If there is a smell that reminds me of Easter time definitely is the smell of fresh baked tsoureki. The superb sweet aroma of mastic and the nutty aroma of mahlepi make this Greek Easter bread not only delicious but also unique. Many countries have their own celebration bread for Easter and every one of them has its own characteristic. Tsoureki has to be flavored with these two spices. Mastic and mahlepi. This is the unique characteristic for our celebration bread. The aroma! The smell that emerge out of a freshly cut tsoureki is the real thing.
But the tsoureki is not just the aroma. It is the fluffy, soft and stringy texture, the golden crust and the extraordinary taste. A complete pleasure! A pleasure that all of you can make at your home with your own hands and enjoy it this Easter with your family. It is not difficult but it takes a lot of time. It needs about 7 hours from the start to the end.
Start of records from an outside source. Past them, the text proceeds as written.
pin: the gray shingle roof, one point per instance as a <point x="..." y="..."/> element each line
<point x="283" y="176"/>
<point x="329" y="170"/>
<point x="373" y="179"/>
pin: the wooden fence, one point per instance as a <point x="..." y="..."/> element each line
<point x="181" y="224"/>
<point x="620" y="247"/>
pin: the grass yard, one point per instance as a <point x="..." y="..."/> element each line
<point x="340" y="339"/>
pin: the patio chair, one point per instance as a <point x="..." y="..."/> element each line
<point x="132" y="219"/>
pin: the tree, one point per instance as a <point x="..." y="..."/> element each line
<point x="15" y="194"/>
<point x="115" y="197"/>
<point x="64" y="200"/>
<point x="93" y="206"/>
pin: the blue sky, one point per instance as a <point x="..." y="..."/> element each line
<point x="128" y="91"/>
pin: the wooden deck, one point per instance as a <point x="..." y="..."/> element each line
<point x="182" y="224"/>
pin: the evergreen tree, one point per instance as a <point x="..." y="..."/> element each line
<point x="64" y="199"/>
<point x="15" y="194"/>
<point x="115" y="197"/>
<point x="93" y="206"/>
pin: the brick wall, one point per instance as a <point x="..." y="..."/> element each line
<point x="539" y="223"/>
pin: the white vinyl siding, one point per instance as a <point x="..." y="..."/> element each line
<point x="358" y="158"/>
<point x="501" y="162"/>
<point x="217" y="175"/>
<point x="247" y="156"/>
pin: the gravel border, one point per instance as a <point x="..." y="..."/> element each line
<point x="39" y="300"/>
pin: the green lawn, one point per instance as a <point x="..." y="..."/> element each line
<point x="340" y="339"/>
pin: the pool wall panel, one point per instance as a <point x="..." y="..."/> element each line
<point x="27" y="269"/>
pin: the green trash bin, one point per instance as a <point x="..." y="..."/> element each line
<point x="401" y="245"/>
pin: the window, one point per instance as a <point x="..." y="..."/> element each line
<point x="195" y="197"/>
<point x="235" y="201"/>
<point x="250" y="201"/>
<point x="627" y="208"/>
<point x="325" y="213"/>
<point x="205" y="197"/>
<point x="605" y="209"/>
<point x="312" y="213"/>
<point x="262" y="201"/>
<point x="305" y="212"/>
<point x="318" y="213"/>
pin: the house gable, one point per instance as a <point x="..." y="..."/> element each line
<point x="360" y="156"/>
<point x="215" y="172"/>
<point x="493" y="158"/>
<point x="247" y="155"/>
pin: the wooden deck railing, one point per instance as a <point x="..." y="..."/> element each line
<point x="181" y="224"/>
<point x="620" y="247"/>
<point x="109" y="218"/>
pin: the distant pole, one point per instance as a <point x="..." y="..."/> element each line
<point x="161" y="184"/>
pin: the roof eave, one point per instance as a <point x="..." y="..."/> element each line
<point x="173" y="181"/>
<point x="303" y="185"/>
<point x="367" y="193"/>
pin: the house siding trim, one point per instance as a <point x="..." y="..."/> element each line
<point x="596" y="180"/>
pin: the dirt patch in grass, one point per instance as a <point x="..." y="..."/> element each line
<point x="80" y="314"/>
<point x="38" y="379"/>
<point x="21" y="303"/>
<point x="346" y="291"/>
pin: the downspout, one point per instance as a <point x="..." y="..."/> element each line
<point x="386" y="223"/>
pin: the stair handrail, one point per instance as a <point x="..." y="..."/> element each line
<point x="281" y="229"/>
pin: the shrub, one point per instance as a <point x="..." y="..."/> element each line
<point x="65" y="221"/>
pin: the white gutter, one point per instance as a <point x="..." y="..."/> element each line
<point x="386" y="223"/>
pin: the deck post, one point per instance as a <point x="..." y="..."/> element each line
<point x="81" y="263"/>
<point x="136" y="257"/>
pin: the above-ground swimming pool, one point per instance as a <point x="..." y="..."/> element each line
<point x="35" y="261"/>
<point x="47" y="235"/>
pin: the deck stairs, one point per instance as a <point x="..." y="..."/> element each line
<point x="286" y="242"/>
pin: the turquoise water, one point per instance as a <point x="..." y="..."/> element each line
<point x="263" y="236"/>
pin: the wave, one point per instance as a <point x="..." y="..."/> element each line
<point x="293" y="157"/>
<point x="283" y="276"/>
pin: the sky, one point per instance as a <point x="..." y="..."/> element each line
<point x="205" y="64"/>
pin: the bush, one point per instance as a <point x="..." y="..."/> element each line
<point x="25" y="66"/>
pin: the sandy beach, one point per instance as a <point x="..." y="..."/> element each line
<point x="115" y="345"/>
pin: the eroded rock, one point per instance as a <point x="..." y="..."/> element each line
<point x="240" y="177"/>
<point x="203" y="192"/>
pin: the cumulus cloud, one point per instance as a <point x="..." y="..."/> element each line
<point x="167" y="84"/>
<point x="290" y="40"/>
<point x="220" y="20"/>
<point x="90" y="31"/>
A lot of hours but believe me it is worthwhile.
The dough is a simple yeast dough but there are some things that you have to be careful about:
- You need to have patience and a lot of free time. Tsourekia can’t be made in a hurry.
- Use only bread flour. It is the only flour that is perfect to achieve the right texture of the tsoureki.
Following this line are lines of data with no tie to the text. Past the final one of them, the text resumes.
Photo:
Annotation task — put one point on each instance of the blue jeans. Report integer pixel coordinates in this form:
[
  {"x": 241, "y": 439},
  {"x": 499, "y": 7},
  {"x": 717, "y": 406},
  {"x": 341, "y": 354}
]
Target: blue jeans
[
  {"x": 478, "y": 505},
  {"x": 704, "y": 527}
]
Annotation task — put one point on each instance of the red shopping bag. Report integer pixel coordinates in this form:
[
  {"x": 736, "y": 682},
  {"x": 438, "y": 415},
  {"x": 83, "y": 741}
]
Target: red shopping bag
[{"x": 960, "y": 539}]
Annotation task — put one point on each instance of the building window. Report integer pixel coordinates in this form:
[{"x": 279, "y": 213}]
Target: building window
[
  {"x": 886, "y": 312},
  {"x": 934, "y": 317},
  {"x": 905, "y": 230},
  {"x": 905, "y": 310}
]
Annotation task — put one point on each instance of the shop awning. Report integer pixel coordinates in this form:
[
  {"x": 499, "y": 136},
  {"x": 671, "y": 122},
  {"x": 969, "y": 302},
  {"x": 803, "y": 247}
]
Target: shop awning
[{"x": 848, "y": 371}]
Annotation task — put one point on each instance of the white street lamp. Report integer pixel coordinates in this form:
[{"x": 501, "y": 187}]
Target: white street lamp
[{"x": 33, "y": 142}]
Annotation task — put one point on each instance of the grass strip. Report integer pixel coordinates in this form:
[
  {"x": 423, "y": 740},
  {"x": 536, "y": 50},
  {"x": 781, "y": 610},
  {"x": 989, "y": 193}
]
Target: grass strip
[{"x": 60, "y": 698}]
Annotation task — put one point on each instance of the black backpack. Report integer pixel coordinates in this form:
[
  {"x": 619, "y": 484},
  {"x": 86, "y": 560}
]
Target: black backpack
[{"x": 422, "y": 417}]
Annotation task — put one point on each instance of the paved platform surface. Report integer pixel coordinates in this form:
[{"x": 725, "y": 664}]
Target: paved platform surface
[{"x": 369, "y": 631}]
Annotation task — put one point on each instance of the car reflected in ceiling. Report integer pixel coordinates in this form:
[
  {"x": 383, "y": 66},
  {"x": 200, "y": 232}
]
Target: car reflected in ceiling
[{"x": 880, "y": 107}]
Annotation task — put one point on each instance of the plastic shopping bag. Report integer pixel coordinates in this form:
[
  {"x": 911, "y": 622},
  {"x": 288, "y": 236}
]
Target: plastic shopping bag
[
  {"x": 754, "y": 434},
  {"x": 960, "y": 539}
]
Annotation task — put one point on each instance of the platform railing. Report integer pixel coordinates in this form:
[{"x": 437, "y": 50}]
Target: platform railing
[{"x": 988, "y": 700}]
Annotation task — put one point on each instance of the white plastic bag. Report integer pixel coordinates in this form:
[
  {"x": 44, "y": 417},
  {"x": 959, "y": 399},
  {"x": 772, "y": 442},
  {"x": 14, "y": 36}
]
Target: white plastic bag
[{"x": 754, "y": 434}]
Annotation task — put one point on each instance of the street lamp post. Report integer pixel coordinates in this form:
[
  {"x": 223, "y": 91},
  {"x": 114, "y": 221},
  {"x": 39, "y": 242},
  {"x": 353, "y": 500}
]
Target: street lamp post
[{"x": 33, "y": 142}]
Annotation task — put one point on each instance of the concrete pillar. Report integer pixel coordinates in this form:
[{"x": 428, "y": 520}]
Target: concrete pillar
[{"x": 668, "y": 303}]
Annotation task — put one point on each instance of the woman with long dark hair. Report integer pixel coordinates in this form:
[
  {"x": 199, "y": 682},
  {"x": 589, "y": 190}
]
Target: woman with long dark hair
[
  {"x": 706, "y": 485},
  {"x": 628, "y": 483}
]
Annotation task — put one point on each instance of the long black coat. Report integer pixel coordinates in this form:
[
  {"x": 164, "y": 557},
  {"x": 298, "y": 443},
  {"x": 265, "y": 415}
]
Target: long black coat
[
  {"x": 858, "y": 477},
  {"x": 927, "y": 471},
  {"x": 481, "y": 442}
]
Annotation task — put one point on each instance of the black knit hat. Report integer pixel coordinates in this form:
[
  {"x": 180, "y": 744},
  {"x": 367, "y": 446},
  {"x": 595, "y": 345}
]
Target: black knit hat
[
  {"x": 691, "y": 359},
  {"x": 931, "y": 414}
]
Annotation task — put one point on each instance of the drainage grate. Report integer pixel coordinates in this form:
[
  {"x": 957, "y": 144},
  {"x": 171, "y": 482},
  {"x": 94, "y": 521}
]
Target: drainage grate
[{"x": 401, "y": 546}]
- All the ingredients should be at room temperature. This is very important for the dough to rise easier, sooner and in a proper way. The final volume should be about 1 1/2 – 2 times bigger than the initial volume of the dough.
- If the dough seems to be sticky don’t be tempted to add more flour. It will be ok after the first rising.
- When roll the dough ropes to shape the tsoureki be gentle. Don’t use force. It is a sensitive dough and it has to be treated properly.
- If you find it hard to shape the dough because it is sticky (I doubt it will, but if…) use a little melted butter on your hands. Don’t use flour.
Follow these simple but important instructions and you will get a fluffy, flavored and perfect shaped tsoureki. Of course the most important for a perfect result is the right recipe. A never failure and a non confusing one. Simple and without “question marks”. This is exactly the recipe I used for these beautiful and tasty tsourekia. A recipe by Stelios Parliaros. A famous pastry chef in Greece (and not only) who has been a big help and an important teacher for all of us amateurs bakers all these years. The only thing I changed is the amount of sugar. I like the tsoureki to be sweet so I used more sugar than the original recipe. I almost doubled it to match my preferences. I hope you like it!
Happy baking and Happy Easter to all of you!!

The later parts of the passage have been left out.